I kind of agree. I now give Fenix E01s and for next Christmas possibly Thrunite Ti's to people I gift a light. Those I know will appreciate it get a better light. This year one person got a Zebralight SC51 with eneloops and charger and another received a Fenix MC11. 

If a person totally does not appreciate lights they don't get one. One of my work colleagues does not understand my interests in lights so there was no point giving him one. Instead he got a Victorinox Solo SAK with a nice lanyard. It is legal to EDC in the UK especially if he uses it for his regular camping trips and it made him happy.


----------



## Jiri (Oct 24, 2015)

I would like to restore this thread and add my comment. 

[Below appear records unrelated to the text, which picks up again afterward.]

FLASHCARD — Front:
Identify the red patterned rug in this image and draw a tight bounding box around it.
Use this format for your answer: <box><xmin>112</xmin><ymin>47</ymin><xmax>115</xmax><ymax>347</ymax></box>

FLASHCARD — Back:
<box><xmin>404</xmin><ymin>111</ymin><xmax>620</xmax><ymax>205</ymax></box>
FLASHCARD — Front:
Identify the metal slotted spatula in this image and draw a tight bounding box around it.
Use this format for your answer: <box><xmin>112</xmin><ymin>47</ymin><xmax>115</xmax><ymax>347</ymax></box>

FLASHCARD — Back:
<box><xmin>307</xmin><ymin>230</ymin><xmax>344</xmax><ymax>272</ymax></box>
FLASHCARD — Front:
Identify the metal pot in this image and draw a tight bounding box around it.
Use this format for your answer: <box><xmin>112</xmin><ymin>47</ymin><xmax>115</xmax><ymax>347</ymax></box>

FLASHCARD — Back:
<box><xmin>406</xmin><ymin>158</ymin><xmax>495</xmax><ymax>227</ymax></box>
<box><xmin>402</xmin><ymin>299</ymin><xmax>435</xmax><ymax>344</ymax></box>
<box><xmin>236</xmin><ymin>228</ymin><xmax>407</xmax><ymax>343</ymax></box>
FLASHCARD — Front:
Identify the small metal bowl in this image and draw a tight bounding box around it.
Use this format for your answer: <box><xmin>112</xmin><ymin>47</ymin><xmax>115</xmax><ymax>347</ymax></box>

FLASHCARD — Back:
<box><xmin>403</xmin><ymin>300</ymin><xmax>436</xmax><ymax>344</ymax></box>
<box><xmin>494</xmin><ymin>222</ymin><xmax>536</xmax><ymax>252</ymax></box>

I actually have also a not very good experience with enough appreciation or usage of the gift so do speak. But I rarely give a high quallity flashlight as a gift to anyone. Last year I gave a Fenix HL50 to my friend who is a doctor - she is a vet, and she has this small practice, but no good light to use during surgeries, so I gave her this head-lamp which has a beautiful neutral tint so she could see better while performing surgeries. But after 6 months the flashlight was still there in the shelve in the package... not used at all.  Funny thing is, I once lent her my HL50 so she could try it and she said that time... that's a fantastic light - I will buy it one day and after I gave her the headlamp as a present, she said... "that's what I have wanted!" Second time I gave my other friend who is a hunter a TK-series Fenix flashlight... older one, that couldn't feed rechargables yet... We agreed that I will give him spare CR123A batteries whenever he needs. He asked for new batteries after 3 years of having the flashlight... so I guess he does not use it that much as well. Third time I gave my collegue's child (3,5 years old) a NiteCore Tube, just to have fun with. but you know... 3,5 years old kid... I don't really count that  But in general I am not giving anyone a flashlight after these first two experiences. I will save the money so I could buy a flashlight to my-self...


----------



## Jiri (Oct 24, 2015)

Outdoorsman5 said:


> I have given away a bunch of Fenix LD20's and Quark AA2 lights to most in my family. The best response yet came from my nephew this past spring after I gave him a Fenix LD20 R5. He said, "whooooa I'll be the coolest kid in scouts with this thing." He's since been on several campouts (one on an island for a week and another on a sailboat for a week,) and says his fenix is the brightest in his troop. Says his cool-factor has been elevated.....ha!




+ 1


----------



## LetThereBeLight! (Oct 24, 2015)

The best thing is the joy I feel.

A few examples follow.

I gave a brother-in-law a Fenix E-15 and he said (appreciatively) when he heard a noise out back it lit up his whole backyard. (This year for his birthday I gave him a Nebo Slyde which he also really loves.)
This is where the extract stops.